## Data preparation
The goal of this phase is to deliver the data in the most appropriate representation for consumption by more advanced data mining & machine learning methods. This includes transforming the data, defining and extracting characteristic features and selecting the most relevant features, ... 

### Data transformation

> Based on the exploration activities, you have retained a number of interesting attributes and instances.

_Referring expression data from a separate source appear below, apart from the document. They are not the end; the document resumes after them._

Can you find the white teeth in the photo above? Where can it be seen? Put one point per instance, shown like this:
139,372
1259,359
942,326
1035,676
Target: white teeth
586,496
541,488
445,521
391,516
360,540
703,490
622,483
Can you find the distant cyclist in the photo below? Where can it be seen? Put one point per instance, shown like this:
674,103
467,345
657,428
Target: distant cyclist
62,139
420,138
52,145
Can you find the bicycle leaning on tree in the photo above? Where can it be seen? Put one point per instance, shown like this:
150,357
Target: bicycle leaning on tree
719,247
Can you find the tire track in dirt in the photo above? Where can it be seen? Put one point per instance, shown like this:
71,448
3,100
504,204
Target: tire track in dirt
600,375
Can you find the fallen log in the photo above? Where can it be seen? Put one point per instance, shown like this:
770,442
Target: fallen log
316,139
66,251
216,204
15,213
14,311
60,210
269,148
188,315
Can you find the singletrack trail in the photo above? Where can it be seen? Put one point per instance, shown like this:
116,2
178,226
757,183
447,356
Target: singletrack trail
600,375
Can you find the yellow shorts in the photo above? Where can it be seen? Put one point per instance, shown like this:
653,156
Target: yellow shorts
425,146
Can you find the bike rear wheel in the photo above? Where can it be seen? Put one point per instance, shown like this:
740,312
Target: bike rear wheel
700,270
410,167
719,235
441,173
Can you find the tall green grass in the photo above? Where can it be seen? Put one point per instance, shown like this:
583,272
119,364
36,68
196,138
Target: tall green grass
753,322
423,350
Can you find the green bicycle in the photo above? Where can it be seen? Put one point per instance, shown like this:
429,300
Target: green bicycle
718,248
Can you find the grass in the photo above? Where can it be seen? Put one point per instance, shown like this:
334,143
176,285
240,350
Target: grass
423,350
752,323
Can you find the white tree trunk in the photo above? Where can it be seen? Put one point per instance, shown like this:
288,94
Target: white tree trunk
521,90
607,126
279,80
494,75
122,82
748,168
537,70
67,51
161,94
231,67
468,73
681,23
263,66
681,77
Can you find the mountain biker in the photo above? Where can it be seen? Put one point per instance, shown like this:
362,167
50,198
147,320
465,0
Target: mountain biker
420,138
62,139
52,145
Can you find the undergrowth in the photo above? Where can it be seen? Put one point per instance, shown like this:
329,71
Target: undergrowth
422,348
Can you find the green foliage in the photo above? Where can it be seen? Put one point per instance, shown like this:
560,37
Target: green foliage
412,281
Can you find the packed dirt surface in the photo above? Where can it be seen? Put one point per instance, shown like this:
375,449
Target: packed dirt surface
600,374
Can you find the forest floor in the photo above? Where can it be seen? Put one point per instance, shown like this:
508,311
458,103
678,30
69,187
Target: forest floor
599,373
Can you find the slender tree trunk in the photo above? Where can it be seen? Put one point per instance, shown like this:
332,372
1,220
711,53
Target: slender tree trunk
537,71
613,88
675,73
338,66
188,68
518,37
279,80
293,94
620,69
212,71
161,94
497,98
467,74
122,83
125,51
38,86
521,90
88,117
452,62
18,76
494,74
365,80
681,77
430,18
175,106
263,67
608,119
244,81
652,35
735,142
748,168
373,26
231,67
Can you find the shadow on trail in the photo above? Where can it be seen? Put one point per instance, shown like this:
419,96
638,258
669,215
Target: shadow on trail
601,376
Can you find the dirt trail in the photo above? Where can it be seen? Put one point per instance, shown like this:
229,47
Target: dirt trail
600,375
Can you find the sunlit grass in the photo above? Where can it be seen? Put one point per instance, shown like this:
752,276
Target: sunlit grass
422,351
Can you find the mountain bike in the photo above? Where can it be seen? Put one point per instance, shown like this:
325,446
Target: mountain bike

You should now apply some standard transformations on them, such as
> - normalization to make the attributes comparable: using min-max or z-score
> - discretization to convert numerical into categorical attributes
> - one-hot encoding to convert categorical into numerical attributes
> - resampling to convert the frequency
> - ...

### Feature construction & extraction
Feature engineering is the most creative part of the data science process and aims to turn the raw (but preprocessed) data into higher-level concepts that are valuable for the modelling step. 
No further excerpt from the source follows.